Em junho, o nível de atividade econômica do Brasil caiu 0,6% em relação a maio. A queda foi causada pelos serviços (-0,5%) e pela indústria (-1,4%), enquanto a agropecuária cresceu 1,0%. Com juros altos e incertezas políticas e fiscais, a economia dá sinais claros de desaquecimento, o que pode afetar o emprego no futuro próximo.
O IBC-Br, indicador que acompanha o PIB, mostrou queda em junho de 2026. A retração veio dos serviços (-0,5%) e da indústria (-1,4%), mas a agropecuária subiu 1,0% e ajudou a evitar uma queda ainda maior.
Embora o mercado de trabalho continue aquecido e setores como construção civil cresçam, a economia brasileira está claramente desacelerando. Juros altos e incertezas fiscais e eleitorais fazem os empresários adiarem investimentos, reduzindo o crescimento do país.
- O IBC-Br é um termômetro da economia e costuma acompanhar o PIB.
- Os serviços são o maior setor, mas caíram 0,5% em junho.
- A indústria puxou a queda com -1,4%.
- A agropecuária subiu 1,0%, ajudando no resultado geral.
- Especialistas preveem impacto no emprego a partir de 2027.
Para 2027, esses efeitos devem se intensificar, atingindo também o mercado de trabalho.

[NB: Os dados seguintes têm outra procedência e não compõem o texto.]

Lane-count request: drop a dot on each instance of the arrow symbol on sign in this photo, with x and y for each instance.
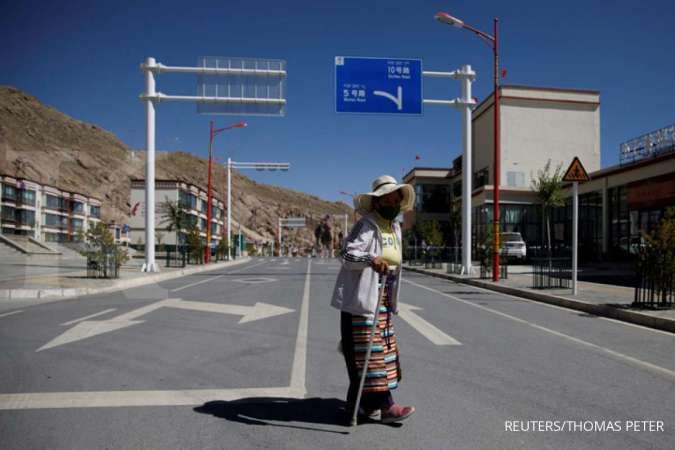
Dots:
(398, 100)
(426, 329)
(90, 328)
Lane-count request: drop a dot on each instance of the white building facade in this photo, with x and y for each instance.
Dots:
(45, 213)
(192, 198)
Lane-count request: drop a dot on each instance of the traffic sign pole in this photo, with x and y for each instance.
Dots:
(575, 234)
(150, 265)
(574, 174)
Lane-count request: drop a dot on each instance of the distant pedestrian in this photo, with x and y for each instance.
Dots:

O desemprego geralmente reage com atraso à queda da atividade, por causa dos custos de contratação e demissão.
Uma situação parecida ocorreu no fim do governo Dilma 1. Em 2014, o emprego ainda estava forte, mas a economia já dava sinais de fraqueza por causa dos problemas fiscais. Em 2015, o desemprego disparou.
Se o passado servir de guia, é possível prever que o mercado de trabalho terá dificuldades em 2027.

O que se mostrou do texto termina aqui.